Mayat Zulkifli pertama kali ditemukan oleh Agus Salim (57), seorang warga yang sedang mencari ikan di sekitar lokasi. Agus menemukan jenazah dalam posisi telentang dan tanpa busana. Kondisi jenazah sudah memprihatinkan, dengan sebagian besar tubuh tinggal tulang belulang dan sedikit daging di bagian belakang.
"Saya sangat terkejut saat menemukan jenazah itu. Kondisinya sudah sangat mengenaskan," ujar Agus di lokasi kejadian.
Pakaian korban, berupa kemeja dan sarung, ditemukan tidak jauh dari lokasi penemuan jenazah, tergeletak di antara rerumputan.

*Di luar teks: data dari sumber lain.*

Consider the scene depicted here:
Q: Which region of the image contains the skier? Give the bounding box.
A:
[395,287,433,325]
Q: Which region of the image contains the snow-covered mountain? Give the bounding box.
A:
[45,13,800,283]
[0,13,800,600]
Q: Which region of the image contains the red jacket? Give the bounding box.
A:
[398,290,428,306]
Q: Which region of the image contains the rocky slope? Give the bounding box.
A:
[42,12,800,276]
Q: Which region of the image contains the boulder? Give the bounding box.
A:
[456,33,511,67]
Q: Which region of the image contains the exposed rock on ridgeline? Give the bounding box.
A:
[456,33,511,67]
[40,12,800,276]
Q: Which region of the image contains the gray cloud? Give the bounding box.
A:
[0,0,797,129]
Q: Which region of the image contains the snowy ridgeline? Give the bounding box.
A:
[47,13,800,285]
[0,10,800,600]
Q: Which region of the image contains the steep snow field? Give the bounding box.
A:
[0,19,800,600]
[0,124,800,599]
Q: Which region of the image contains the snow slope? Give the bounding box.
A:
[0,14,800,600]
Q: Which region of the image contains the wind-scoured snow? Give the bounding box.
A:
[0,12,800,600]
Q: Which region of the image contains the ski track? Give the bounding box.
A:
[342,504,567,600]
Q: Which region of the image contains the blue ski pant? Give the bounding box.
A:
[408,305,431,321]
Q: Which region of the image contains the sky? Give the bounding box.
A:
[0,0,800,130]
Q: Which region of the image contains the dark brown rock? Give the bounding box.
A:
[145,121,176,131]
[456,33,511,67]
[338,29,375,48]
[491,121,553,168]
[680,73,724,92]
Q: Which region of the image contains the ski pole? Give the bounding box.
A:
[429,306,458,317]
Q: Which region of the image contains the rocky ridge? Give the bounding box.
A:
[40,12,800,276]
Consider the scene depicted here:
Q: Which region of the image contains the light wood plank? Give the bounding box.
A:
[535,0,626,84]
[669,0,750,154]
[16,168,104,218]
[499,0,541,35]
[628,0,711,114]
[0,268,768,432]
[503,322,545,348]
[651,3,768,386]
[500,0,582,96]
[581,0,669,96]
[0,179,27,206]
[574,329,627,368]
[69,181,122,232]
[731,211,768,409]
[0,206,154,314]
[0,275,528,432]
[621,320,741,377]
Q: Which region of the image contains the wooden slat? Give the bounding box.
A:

Agus segera melaporkan penemuan tersebut kepada kepala lingkungan setempat, yang kemudian meneruskan laporan ke pihak berwajib. Tidak lama kemudian, tim gabungan dari pemerintah daerah, kepolisian, dan tim forensik Polrestabes Medan tiba di lokasi untuk melakukan evakuasi dan olah tempat kejadian perkara (TKP).
Jenazah Zulkifli kemudian dibawa ke Rumah Sakit Bhayangkara Medan untuk dilakukan pemeriksaan lebih lanjut dan otopsi. Tujuannya adalah untuk mengetahui penyebab pasti kematian korban dan mengumpulkan bukti-bukti yang dapat membantu mengungkap kasus ini.
Menurut keterangan Agus, Zulkifli telah dilaporkan hilang oleh keluarganya sejak pertengahan Maret 2025. Informasi mengenai hilangnya Zulkifli juga telah disebarkan melalui berbagai kanal, termasuk media sosial, dengan harapan dapat menemukan keberadaannya.
"Kami sekeluarga sangat terpukul dengan kejadian ini. Kami berharap pihak kepolisian dapat segera mengungkap penyebab kematian kakek," ujar salah seorang anggota keluarga Zulkifli.
Agus menambahkan bahwa Zulkifli diketahui mengalami gangguan ingatan dan penglihatan. Mata sebelah kirinya juga sudah tidak berfungsi.
Kepala Satuan Reserse Kriminal (Kasatreskrim) Polrestabes Medan, AKBP Bayu Putro Wijayanto, menyatakan bahwa pihaknya tengah melakukan penyelidikan intensif terkait kasus ini. Pihaknya masih menunggu hasil otopsi dari rumah sakit untuk mengetahui penyebab kematian korban.
"Kami masih melakukan pendalaman terhadap kasus ini. Hasil otopsi akan sangat membantu kami dalam mengungkap penyebab kematian korban," kata AKBP Bayu.
Pihak kepolisian mengimbau masyarakat untuk tetap tenang dan tidak berspekulasi mengenai kasus ini. Masyarakat diminta untuk memberikan informasi yang relevan kepada pihak kepolisian jika memiliki informasi yang dapat membantu penyelidikan.